2015’te Avrupa’nın başörtülü ilk milletvekili olan Mahinur Özdemir 1915 olaylarını “Ermeni soykırımı” olarak tanımadığı gerekçesiyle Hümanist Demokrat Parti’den (CDH) ihraç edilmişti. 15 Temmuz süresince Cumhurbaşkanı Erdoğan’a desteğini açıkça gösterdiği ve Fetullah Gülen taraftarlarına yönelik eleştirileri nedeniyle il meclisi üyesi Ahmet Koç da Ağustos 2016’da Flaman Sosyalist Partisi’nden ihraç edilmişti. Geçen Mayıs’ta Flaman Hristiyan Demokrat Partisi (CD&V) de sosyal medyada yayımlanan bir videoda bozkurt işareti yaptığı için Yasin Gül’ü ihraç etmişti. Aynı parti Safiye Çalınaltı’yı da yıllar önce çekilen bir fotoğrafta bozkurt işareti yapması nedeniyle ihraç etmişti.

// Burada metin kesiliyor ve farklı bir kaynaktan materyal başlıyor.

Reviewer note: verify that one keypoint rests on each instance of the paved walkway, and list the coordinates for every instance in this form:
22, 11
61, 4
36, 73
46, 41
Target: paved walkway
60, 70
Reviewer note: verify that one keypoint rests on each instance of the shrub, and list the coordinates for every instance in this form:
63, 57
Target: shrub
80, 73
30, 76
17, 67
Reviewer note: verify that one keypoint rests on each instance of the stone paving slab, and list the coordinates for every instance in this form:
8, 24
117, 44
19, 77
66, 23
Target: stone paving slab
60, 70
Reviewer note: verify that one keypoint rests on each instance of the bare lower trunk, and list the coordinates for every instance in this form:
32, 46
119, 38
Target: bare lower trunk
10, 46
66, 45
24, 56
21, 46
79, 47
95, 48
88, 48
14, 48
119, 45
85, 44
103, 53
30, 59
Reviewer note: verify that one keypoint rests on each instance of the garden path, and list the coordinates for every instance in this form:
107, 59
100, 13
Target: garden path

Buna mukabil Türkiye karşıtı pozisyon alan siyasetçilerin Belçika siyasetinde yükseliyor oluşu da dikkat çekicidir. Nitekim Flaman milliyetçisi olan N-VA partisi üyesi ve devlet bakanlığı yapmış olan Zuhal Demir “İslam’ın artan etkisi, kadınların konumu, demokrasi ve azınlıklar hepsi yanlış yöne gidiyor” ifadeleriyle Türk vatandaşlığından vazgeçmek istediğini açıklamıştır. FETÖ ve PKK hakkında açıklamaları ile dikkatleri üzerine çeken Zühal Demir geçtiğimiz aylarda Adalet Çevre, Enerji ve Turizm bakanı olmuştur.

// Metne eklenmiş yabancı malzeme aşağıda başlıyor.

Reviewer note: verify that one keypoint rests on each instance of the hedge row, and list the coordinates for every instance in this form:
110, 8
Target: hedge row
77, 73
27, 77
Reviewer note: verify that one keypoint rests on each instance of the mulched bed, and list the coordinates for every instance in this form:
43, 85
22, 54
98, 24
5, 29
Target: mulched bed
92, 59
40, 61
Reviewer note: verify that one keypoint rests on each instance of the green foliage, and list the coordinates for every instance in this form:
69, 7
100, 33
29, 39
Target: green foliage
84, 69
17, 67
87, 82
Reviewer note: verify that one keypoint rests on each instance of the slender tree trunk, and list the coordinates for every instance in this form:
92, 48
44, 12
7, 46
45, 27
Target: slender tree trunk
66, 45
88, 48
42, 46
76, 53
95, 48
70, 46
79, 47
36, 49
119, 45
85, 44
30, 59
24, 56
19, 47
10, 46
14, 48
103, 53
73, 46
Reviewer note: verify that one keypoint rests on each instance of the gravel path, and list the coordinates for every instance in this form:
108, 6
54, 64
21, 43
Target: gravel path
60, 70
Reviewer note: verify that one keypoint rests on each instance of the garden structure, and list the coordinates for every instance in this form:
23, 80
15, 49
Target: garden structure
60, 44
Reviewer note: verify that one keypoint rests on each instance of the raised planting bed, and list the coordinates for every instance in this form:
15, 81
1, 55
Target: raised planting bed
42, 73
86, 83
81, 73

- Kararın sonuçları ne olacaktır?
Yirmi yıldır oylarını yükselterek hem federal milletvekili hem de belediye başkanı olma başarısını gösteren Emir Kır’ın Avrupa Birliği (AB) kurumlarının sorunsuz bir şekilde kabul ettiği resmi bir heyeti belediye binasında ağırlaması sonucunda açıkça özür dilemesine rağmen ihraç edilmesi dikkat çekicidir. İhracın aşırı sağcı bir parti değil sosyalist bir parti tarafından gerçekleştirilmesi ise Avrupa’da aşırı sağın ve Türkofobinin boyutlarını gözler önüne sermektedir.
PS’nin ihraç nedeni olarak gösterdiği aşırı sağ ile görüşme gerekçesi iki nedenle tutarlı görünmemektedir. Birincisi MHP’nin AB’de bulunan aşırı sağcı ırkçı partilerle karıştırılmaması gerektiği gerçeğidir. MHP –adında da belirtildiği üzere– milliyetçi bir parti olup ülkede bulunan farklı din veya kökene sahip insanlara olan saldırıları meşrulaştırmamaktadır.
İkincisi PS’nin şu anda olduğu gibi uzun yıllardır Flaman özerkliğini savunan NVA ile koalisyon görüşmelerinde bulunduğu gerçeğidir. Bu parti birçok kesim tarafından ırkçı olarak nitelendirilmektedir. Nitekim 2014-2019 arasında NVA’da mültecilerden sorumlu bakan olarak görev yapan Theo Francken 2007’de Müslümanların Brüksel’i terk etmesinin iyi olacağını belirtmiştir. Francken 2011’de Fas ve Kongo diasporasının Belçika’ya bir şey katmadığını iddia etmiş, 2017’de ise açıkça Hristiyan sığınmacılara öncelik verilmesi gerektiğini de dillendirmiştir.
NVA gibi aşırı sağcı bir parti ile görüşmede sorun görmeyen PS’nin Emir Kır’ın MHP heyeti ile yapılan resmi ve rutin bir görüşmeyi ihraçla cezalandırması açık bir çifte standardı işaret etmektedir.
Avrupa’da başarılı olan Türk kökenli bireylerin üzerlerinde yoğun baskı olduğu aşikardır. Her fırsatta AK Parti hükümetine bağlılıkları ölçülen Avrupalı Türklerin iyi bir Avrupa vatandaşı olmaları için kırmızı çizgi olarak Cumhurbaşkanı Erdoğan ve Türkiye karşıtlığı belirlenmişe benziyor. Ancak burada mesafeli durmanın bile yetmediği ve Türk kökenli siyasetçilerden aktif bir karşıtlık ve Türkiye karşıtı pozisyon almalarının beklendiği anlaşılmaktadır. Emir Kır ve Mesut Özil olaylarının gösterdiği üzere Türkiye’ye karşı açıktan düşmanlık yapmayı reddeden kişilerin dışlanması uzun vadede beraberinde başka sorunları da getirecektir.